From ddf5ac257ae63fa5fb301571b4da74389262b06a Mon Sep 17 00:00:00 2001
From: xaedes <xaedes@gmail.com>
Date: Sun, 17 Sep 2023 12:48:17 +0200
Subject: [PATCH] use new/delete for train_state instead of malloc/free

using malloc may result in seg faults when trying to assign string fields
---
 common/train.cpp | 12 ++++++------
 1 file changed, 6 insertions(+), 6 deletions(-)

diff --git a/common/train.cpp b/common/train.cpp
index e54f9b5fe..fd34e026e 100644
--- a/common/train.cpp
+++ b/common/train.cpp
@@ -18,7 +18,7 @@ struct random_uniform_distribution {
 };
 
 struct train_state  * init_train_state() {
-    struct train_state * state = (struct train_state *) malloc(sizeof(struct train_state));
+    struct train_state * state = new struct train_state;
     state->train_its     = 0;
     state->train_samples = 0;
     state->train_tokens  = 0;
@@ -29,16 +29,16 @@ struct train_state  * init_train_state() {
     state->shuffle_rng_state_current = "";
     state->shuffle_rng_state_next    = "";
 
-    state->opt = (struct ggml_opt_context *) malloc(sizeof(struct ggml_opt_context));
-    memset(state->opt, 0, sizeof(struct ggml_opt_context));
+    state->opt = new struct ggml_opt_context;
+    state->opt->ctx = NULL;
     state->opt->params = ggml_opt_default_params(GGML_OPT_ADAM);
 
     return state;
 }
 
 void free_train_state(struct train_state  * state) {
-    free(state->opt);
-    free(state);
+    delete state->opt;
+    delete state;
 }
 
 struct random_normal_distribution * init_random_normal_distribution(
@@ -932,7 +932,7 @@ size_t tokenize_file(
                                     : (i+1 < out_samples_begin.size()

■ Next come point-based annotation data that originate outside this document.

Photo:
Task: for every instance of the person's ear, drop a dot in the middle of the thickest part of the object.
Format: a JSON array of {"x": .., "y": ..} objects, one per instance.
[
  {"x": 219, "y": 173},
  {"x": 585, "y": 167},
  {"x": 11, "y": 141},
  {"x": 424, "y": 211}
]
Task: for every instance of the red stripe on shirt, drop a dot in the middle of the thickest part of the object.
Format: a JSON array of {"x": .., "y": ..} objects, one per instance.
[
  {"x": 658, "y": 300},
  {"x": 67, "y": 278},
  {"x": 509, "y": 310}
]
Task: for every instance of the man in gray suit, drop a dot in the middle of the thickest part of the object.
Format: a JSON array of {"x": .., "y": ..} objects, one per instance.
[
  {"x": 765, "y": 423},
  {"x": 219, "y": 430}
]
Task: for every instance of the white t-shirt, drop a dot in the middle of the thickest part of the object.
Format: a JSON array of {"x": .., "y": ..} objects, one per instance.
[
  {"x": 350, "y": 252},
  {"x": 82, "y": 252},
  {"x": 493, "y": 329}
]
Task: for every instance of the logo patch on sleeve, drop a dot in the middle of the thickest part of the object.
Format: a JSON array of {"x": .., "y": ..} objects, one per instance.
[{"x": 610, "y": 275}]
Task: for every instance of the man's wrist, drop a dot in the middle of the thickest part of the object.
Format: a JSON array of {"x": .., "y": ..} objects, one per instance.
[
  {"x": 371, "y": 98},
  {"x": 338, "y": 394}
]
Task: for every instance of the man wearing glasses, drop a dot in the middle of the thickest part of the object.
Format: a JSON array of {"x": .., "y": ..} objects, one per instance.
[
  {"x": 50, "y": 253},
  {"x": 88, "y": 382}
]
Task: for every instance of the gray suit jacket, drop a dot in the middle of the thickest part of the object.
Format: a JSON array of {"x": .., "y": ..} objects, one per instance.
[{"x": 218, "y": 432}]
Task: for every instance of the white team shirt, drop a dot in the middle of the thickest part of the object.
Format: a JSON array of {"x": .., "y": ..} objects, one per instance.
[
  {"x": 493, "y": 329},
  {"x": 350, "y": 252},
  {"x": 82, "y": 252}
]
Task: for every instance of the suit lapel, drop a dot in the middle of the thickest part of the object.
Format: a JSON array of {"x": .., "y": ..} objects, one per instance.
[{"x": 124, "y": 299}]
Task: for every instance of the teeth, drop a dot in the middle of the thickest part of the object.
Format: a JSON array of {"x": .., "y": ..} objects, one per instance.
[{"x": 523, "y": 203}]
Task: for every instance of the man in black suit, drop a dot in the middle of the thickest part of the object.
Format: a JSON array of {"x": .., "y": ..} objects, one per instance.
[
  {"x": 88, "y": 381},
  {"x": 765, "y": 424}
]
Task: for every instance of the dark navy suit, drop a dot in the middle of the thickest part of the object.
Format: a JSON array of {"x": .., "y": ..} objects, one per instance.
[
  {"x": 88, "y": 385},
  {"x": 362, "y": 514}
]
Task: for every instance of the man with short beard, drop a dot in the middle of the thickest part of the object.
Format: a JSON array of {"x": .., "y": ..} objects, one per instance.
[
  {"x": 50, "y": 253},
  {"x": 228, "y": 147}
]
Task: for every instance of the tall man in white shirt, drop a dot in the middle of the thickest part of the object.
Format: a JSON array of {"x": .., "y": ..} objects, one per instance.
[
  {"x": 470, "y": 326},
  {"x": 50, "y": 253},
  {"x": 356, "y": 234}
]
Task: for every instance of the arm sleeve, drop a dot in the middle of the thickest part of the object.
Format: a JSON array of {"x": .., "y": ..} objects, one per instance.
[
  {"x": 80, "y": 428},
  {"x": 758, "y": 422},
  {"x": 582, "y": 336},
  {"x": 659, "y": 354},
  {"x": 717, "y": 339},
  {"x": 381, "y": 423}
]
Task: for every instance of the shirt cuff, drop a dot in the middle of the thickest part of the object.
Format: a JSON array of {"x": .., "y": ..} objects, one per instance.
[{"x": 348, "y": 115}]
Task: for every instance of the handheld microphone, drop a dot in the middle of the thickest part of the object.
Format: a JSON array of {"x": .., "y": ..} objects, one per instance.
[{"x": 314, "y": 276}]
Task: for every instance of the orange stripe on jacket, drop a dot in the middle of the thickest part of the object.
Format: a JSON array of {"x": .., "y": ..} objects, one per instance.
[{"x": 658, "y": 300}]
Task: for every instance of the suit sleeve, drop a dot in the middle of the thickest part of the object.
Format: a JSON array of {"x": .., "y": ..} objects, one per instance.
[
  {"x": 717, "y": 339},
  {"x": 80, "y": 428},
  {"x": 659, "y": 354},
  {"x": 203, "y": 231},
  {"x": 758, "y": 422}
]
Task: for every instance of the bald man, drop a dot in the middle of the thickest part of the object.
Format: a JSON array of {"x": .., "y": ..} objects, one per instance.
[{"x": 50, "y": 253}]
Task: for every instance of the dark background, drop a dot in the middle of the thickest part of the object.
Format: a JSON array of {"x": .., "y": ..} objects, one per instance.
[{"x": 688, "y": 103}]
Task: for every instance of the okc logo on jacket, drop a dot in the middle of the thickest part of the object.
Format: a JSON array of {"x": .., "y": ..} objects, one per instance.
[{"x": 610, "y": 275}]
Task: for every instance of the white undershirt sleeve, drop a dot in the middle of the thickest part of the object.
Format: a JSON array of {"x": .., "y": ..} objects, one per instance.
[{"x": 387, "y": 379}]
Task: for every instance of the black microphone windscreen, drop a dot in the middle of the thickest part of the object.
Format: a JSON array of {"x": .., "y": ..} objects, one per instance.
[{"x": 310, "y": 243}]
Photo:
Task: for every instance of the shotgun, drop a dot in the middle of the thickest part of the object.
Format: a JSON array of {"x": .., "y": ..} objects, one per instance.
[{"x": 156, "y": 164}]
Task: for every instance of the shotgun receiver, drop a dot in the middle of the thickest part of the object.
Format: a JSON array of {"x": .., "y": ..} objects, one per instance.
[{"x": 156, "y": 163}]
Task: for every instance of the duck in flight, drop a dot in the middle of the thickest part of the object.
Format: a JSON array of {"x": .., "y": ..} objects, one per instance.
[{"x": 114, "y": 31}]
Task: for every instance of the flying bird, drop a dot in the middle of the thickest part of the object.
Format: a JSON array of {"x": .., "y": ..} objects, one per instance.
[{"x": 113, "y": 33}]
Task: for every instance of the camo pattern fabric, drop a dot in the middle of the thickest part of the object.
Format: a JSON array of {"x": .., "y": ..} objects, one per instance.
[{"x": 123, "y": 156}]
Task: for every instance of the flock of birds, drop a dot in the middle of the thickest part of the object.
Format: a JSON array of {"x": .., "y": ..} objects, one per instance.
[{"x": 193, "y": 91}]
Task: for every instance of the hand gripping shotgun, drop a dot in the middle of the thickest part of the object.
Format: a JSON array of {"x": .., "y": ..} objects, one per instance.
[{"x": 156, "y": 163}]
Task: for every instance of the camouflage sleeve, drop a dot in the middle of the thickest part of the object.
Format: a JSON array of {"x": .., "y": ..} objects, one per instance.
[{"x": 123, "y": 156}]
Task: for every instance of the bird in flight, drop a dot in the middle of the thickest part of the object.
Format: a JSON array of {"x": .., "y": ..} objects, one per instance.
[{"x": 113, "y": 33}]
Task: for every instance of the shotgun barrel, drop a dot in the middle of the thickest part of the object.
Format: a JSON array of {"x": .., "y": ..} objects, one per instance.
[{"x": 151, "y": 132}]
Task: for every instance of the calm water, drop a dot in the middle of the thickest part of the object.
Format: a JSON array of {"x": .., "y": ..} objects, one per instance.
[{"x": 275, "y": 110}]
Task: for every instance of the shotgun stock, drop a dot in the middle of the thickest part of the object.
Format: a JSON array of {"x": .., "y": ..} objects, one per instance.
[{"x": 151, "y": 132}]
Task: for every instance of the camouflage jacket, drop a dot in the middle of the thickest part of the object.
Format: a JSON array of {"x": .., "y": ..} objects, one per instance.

                                         ? out_samples_begin[i+1]
                                         : data_str.size());
-            if (utf8_units[sample_end] > 0) {
+            if (sample_end < utf8_units.size() && utf8_units[sample_end] > 0) {
                 // sample end is in the middle of an utf8 character.
                 // advance sample_end to the begin of the next utf8 character.
                 sample_end += utf8_nunits[sample_end] - utf8_units[sample_end];